Willene Barton (1928-2005?) was born in Oscilla, Georgia and later moved with her family to New York City where she taught herself to play the saxophone. She played primarily with all-women groups including The Coronians and groups led by former members of The International Sweethearts of Rhythm. There seems to be some discrepancy about whether she was ever a member of the Sweethearts or if they had disbanded by the time she was on the scene. Barton particularly looked up to tenor saxophonists Vi Burnside, who had made her career with the Sweethearts.
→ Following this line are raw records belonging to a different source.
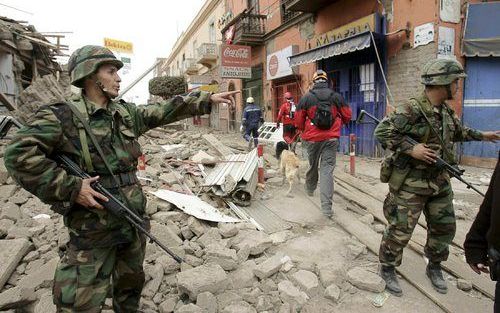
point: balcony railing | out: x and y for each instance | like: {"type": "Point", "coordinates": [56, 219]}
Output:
{"type": "Point", "coordinates": [207, 54]}
{"type": "Point", "coordinates": [190, 66]}
{"type": "Point", "coordinates": [249, 29]}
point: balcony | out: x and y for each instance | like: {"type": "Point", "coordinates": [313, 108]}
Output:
{"type": "Point", "coordinates": [190, 66]}
{"type": "Point", "coordinates": [207, 54]}
{"type": "Point", "coordinates": [249, 29]}
{"type": "Point", "coordinates": [310, 6]}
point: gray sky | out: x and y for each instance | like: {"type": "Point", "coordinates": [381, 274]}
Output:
{"type": "Point", "coordinates": [152, 26]}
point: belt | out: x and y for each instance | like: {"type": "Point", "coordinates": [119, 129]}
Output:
{"type": "Point", "coordinates": [424, 174]}
{"type": "Point", "coordinates": [124, 179]}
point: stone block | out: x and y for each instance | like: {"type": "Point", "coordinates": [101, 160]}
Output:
{"type": "Point", "coordinates": [365, 280]}
{"type": "Point", "coordinates": [207, 301]}
{"type": "Point", "coordinates": [208, 277]}
{"type": "Point", "coordinates": [307, 281]}
{"type": "Point", "coordinates": [11, 253]}
{"type": "Point", "coordinates": [269, 266]}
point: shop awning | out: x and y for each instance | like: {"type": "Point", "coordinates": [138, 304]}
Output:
{"type": "Point", "coordinates": [336, 48]}
{"type": "Point", "coordinates": [482, 30]}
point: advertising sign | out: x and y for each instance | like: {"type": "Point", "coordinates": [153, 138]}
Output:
{"type": "Point", "coordinates": [424, 34]}
{"type": "Point", "coordinates": [118, 45]}
{"type": "Point", "coordinates": [446, 43]}
{"type": "Point", "coordinates": [277, 63]}
{"type": "Point", "coordinates": [364, 24]}
{"type": "Point", "coordinates": [236, 61]}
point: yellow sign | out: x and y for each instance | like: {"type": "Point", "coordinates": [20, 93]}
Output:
{"type": "Point", "coordinates": [358, 26]}
{"type": "Point", "coordinates": [118, 45]}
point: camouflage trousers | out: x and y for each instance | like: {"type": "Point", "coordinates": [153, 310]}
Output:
{"type": "Point", "coordinates": [84, 278]}
{"type": "Point", "coordinates": [402, 210]}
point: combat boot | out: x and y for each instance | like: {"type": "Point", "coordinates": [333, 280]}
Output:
{"type": "Point", "coordinates": [435, 274]}
{"type": "Point", "coordinates": [388, 274]}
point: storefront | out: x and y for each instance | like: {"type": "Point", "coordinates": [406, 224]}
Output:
{"type": "Point", "coordinates": [349, 55]}
{"type": "Point", "coordinates": [481, 47]}
{"type": "Point", "coordinates": [282, 78]}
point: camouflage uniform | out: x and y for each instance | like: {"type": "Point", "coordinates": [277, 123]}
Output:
{"type": "Point", "coordinates": [101, 246]}
{"type": "Point", "coordinates": [418, 187]}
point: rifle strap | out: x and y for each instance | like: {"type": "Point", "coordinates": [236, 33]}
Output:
{"type": "Point", "coordinates": [86, 126]}
{"type": "Point", "coordinates": [445, 149]}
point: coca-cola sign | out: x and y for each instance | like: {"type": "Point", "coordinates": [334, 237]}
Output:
{"type": "Point", "coordinates": [236, 61]}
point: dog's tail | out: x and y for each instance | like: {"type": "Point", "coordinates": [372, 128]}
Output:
{"type": "Point", "coordinates": [280, 146]}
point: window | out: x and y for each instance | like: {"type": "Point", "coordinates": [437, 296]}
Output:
{"type": "Point", "coordinates": [253, 6]}
{"type": "Point", "coordinates": [211, 32]}
{"type": "Point", "coordinates": [285, 14]}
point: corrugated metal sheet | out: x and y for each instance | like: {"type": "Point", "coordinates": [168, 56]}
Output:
{"type": "Point", "coordinates": [226, 176]}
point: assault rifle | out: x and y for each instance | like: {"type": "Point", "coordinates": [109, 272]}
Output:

When listening to Barton, I am strongly reminded of the husky, growling sounds of saxophonists Ben Webster and Illinois Jacquet. Ironically, after reading the information I could find, it appears she played with them, along with others including Sonny Stitt and Gene Ammons. Eddie “Lockjaw” Davis managed her career for a time. It is a wonder how someone so well-connected has been left out of the retelling of this lineage.

While Barton’s discography is not extensive, her entire album There She Blows! is available on YouTube. (I have not been able to figure out why the album cover has her on alto even though I can only find recordings of her on tenor.)

I also found this wonderful live performance as part of a Spanish program about women in jazz. (Starts at 13:25)

Here is her single “Rice Pudding,” more in the rhythm and blues vein.

I was also able to find record of Barton collaborating with trombonist/composer/arranger Melba Liston, who has, along with Mary Lou Williams, posthumously become an icon for the women in jazz movement that was reignited by the larger #MeToo movement. They organized a group to play at the 1981 Kool Jazz Festival.

One of my dreams is to live to see women written back into jazz history. We have been here all along. It is time to shine light on these artists, not relegated to a special section in the back of the book for the women, or even worse, completely left out. After reading this, I hope you agree that Willene Barton’s name could easily go alongside those of whom she played with, and deserves to be there.